My dad was a great cook and he taught me this trick. After boiling the eggs, remove them from the pan and place them in a bowl of extremely cold water. As the water warms, replace it with more cold water. I never have a hard time peeling the eggs when I do this.
use some that you have had for a week or so..for some reason it's almost impossible to remove the shells from the new ones without ruining the eggs...here's my foolproof method for hard cooked eggs...place eggs in a pan of cold water (I use one of those egg piercers to pierce one end first)..cover, bring water to a boil, shut heat off..wait 15 min...drain hot water..shake the eggs around the pan so the shells crack...fill pan with cold water a few times...then take the eggs out and the shells just about fall off
Thanks for the suggestions - I always do the cold water/ice to cool them off, too, but am not always successful in getting the shells to come off easily. I'll try some of the other suggestions, though.
The reason you want to use eggs at least a week old is that as eggs age, the membrane shrinks slightly away from the shell making peeling so much easier.
Also, salting the water and plunging the cooked eggs in cold water helps.
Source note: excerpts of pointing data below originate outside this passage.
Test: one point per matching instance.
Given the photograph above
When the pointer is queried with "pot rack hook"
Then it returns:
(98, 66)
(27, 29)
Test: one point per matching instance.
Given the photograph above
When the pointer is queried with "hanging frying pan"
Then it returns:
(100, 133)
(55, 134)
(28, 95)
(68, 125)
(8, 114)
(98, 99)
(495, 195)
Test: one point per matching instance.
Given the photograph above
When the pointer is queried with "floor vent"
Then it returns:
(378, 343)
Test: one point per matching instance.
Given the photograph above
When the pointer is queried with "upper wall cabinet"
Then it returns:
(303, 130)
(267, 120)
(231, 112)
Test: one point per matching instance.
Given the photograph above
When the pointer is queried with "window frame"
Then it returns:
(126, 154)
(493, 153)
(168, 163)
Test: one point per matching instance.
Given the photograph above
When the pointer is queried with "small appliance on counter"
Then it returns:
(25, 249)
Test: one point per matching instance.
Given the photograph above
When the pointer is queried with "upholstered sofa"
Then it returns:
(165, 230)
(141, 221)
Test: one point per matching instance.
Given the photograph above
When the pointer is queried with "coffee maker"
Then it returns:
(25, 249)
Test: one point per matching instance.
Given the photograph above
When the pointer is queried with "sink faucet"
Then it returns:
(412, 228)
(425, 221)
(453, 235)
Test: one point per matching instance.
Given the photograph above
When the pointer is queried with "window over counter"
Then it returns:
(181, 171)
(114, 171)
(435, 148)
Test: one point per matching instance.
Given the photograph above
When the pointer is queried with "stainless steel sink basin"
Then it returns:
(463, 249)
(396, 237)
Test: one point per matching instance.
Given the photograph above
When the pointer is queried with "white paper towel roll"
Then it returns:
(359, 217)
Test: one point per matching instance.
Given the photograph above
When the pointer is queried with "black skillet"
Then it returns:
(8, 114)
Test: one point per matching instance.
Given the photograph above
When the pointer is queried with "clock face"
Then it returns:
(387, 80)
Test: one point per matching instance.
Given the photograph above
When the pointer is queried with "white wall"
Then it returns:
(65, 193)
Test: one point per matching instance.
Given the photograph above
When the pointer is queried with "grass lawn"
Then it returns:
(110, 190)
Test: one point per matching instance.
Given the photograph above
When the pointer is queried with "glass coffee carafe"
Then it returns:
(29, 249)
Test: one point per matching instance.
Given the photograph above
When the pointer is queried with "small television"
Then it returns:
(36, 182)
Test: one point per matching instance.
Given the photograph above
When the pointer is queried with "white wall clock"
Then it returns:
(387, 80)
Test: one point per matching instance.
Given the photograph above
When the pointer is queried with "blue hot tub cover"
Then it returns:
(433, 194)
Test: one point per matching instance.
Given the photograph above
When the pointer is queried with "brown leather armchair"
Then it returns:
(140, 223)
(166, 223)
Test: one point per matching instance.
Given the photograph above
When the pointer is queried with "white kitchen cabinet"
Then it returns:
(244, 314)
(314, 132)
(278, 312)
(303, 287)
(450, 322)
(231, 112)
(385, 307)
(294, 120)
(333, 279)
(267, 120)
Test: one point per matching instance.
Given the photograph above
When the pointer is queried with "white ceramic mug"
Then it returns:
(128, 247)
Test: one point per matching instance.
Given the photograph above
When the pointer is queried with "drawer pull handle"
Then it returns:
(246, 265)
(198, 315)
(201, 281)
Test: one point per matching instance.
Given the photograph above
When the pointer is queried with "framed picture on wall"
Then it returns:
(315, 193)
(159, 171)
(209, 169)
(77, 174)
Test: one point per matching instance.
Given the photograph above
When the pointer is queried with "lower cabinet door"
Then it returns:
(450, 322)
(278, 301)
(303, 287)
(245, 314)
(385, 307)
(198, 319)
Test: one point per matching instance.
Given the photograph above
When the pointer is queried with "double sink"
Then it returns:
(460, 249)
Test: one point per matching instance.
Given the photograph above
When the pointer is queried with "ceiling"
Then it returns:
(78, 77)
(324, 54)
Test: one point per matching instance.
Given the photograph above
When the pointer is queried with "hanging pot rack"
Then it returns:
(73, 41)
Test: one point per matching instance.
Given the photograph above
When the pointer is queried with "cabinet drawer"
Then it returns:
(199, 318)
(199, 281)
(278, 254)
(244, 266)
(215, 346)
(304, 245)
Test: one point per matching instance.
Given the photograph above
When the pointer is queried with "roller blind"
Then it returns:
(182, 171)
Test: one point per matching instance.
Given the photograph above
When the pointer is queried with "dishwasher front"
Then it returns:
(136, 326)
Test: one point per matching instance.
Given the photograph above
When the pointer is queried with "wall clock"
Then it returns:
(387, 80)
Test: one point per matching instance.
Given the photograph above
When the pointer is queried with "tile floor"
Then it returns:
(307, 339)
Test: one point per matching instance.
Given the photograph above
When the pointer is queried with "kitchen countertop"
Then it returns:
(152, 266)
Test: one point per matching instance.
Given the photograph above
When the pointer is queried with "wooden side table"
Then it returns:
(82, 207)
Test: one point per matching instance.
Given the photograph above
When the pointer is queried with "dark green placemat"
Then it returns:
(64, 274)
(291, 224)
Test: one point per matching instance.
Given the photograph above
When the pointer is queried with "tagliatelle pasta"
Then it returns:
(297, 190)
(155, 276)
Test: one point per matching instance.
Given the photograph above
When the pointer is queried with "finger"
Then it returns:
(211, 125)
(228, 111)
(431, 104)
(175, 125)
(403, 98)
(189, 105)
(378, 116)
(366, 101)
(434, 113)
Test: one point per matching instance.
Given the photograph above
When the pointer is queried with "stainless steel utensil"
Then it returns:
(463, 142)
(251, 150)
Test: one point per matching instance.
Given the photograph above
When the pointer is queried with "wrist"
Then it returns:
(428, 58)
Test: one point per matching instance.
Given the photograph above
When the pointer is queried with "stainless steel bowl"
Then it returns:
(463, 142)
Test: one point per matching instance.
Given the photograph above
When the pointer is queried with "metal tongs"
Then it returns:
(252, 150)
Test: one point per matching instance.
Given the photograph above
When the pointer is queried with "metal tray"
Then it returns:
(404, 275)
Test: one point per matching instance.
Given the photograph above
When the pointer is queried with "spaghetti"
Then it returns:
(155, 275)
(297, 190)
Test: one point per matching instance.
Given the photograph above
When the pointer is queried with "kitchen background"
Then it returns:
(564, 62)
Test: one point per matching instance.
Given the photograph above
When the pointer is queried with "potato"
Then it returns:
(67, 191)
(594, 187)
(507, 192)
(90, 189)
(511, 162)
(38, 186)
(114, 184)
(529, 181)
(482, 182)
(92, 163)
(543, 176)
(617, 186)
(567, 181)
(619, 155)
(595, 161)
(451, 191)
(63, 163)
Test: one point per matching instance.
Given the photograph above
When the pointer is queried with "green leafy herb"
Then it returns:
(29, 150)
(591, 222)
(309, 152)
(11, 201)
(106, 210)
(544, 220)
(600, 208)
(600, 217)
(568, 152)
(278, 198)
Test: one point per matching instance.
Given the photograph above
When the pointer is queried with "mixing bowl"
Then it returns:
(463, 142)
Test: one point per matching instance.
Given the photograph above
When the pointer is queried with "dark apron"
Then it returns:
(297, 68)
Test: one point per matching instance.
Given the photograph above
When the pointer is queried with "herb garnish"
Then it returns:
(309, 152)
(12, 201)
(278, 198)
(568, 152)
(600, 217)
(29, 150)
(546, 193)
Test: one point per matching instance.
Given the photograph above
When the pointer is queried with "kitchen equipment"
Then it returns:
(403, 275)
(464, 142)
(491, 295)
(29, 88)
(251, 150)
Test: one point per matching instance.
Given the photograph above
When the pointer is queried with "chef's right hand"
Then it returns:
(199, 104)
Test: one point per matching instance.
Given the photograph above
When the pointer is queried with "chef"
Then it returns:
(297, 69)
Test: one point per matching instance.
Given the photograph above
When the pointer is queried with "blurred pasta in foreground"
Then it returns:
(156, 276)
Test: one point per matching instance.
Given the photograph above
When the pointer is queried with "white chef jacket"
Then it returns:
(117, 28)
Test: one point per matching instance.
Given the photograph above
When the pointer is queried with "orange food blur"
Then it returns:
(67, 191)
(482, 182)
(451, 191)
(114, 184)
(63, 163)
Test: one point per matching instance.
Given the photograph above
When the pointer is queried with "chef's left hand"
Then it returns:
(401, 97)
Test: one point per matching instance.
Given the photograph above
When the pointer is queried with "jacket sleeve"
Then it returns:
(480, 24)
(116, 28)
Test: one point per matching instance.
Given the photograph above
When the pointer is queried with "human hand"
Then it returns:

Again, that cold water will cause the shell and membrane to separate making peeling simpler.
My great aunt taught me this method: Start eggs off in cold water, bring to a boil, boil for 1 min, then shut off the burner, leaving the eggs in the hot water for 15 min (they cook perfectly, no runny middle, no green edges). Rinse several times in very cold water.
I think the temp difference b/t the inside & outside is the trick -- if I have leftover boiled eggs in the shell that are cold from the fridge, I run them under HOT water and the shells slip right off.